Jack Johnson, boxing’s first black heavyweight champion, was arrested in October 1912, railroaded by an all-white jury the following June and eventually served a year in prison, essentially for escorting a white woman across state lines. All these years later, for all the other things that have changed since, Johnson’s name is still lashed to those tracks.

For the third time in less than a decade, a bipartisan group of lawmakers sent a resolution back to the president’s desk Tuesday urging him to change that by granting Johnson a posthumous pardon. The first one went up to the White House in 2004, but it was declined by Obama’s predecessor, George W. Bush, even though while governor of Texas, Bush honored the Galveston native with a “Jack Johnson Day” for five straight years.
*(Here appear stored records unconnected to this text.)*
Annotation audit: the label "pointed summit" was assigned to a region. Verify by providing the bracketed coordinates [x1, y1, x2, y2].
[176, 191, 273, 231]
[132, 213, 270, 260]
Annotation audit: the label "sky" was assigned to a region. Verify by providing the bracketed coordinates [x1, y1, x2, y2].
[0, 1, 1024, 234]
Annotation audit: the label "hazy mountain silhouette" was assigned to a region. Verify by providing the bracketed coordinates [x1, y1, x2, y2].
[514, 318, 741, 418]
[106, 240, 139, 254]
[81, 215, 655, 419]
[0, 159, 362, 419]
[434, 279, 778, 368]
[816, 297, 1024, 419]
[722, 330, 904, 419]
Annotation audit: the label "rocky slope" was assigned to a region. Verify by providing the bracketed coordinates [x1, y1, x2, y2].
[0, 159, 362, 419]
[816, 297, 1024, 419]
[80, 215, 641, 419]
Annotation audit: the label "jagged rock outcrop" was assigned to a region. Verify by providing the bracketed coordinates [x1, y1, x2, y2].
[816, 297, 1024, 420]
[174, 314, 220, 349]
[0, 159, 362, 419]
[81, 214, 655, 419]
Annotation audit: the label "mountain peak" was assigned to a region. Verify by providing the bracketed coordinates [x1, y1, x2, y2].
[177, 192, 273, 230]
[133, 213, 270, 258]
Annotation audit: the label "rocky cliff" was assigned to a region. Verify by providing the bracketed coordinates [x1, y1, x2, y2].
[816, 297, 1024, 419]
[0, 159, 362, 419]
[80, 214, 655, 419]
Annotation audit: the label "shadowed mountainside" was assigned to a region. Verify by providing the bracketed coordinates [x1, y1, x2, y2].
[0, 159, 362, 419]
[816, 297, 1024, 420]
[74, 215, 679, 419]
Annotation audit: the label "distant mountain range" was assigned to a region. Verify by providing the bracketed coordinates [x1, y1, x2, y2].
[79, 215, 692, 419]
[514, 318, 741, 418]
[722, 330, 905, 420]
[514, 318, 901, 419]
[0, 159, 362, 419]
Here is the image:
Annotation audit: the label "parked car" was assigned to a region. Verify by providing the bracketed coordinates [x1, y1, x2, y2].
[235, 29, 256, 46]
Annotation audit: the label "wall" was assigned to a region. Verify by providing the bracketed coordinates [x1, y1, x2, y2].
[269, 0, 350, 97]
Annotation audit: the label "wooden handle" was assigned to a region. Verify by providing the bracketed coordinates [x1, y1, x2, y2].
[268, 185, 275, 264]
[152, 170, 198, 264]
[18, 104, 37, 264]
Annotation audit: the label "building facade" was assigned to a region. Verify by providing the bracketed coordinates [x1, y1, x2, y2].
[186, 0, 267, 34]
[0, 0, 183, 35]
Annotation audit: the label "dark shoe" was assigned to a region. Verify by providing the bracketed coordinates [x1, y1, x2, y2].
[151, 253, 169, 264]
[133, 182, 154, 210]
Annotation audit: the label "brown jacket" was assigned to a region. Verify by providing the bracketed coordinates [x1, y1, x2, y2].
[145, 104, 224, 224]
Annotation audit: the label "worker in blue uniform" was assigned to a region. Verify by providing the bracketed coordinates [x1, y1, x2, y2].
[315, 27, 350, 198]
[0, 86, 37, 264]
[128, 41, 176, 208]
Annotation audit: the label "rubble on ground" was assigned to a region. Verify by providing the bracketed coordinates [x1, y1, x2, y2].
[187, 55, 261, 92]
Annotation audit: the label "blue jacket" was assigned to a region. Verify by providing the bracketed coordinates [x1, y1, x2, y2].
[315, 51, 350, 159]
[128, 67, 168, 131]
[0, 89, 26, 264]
Obama, likewise, passed on his first chance in 2009. By way of explanation, the attorney in charge of pardons at the Department of Justice said at the time that the resources of his small staff could be put to better use pardoning the living. Fair enough. There are plenty of deserving people who could benefit from clemency right now.

Yet in terms of granting pardons, Obama has room to spare. So far, he’s been the least generous president in modern history, issuing a total of 39, including 17 just last week, and none posthumously. According to data compiled by the DOJ, President Clinton granted 396 pardons over his two terms, but only one posthumously; Bush pardoned 189 people over his two, also just one posthumously.

Two of Johnson’s staunchest backers, Sen. John McCain of Arizona and Rep. Peter King of New York, both Republicans, were joined in the latest effort by Democrats Sen. Harry Reid of Nevada and Rep. William Cowan of Massachusetts.

“Johnson’s memory was unjustly tarnished by a racially motivated criminal conviction and it is now time to recast his legacy,” Reid said in a statement. Not long after it was issued, the White House declined to comment. Exactly why remains anyone’s guess.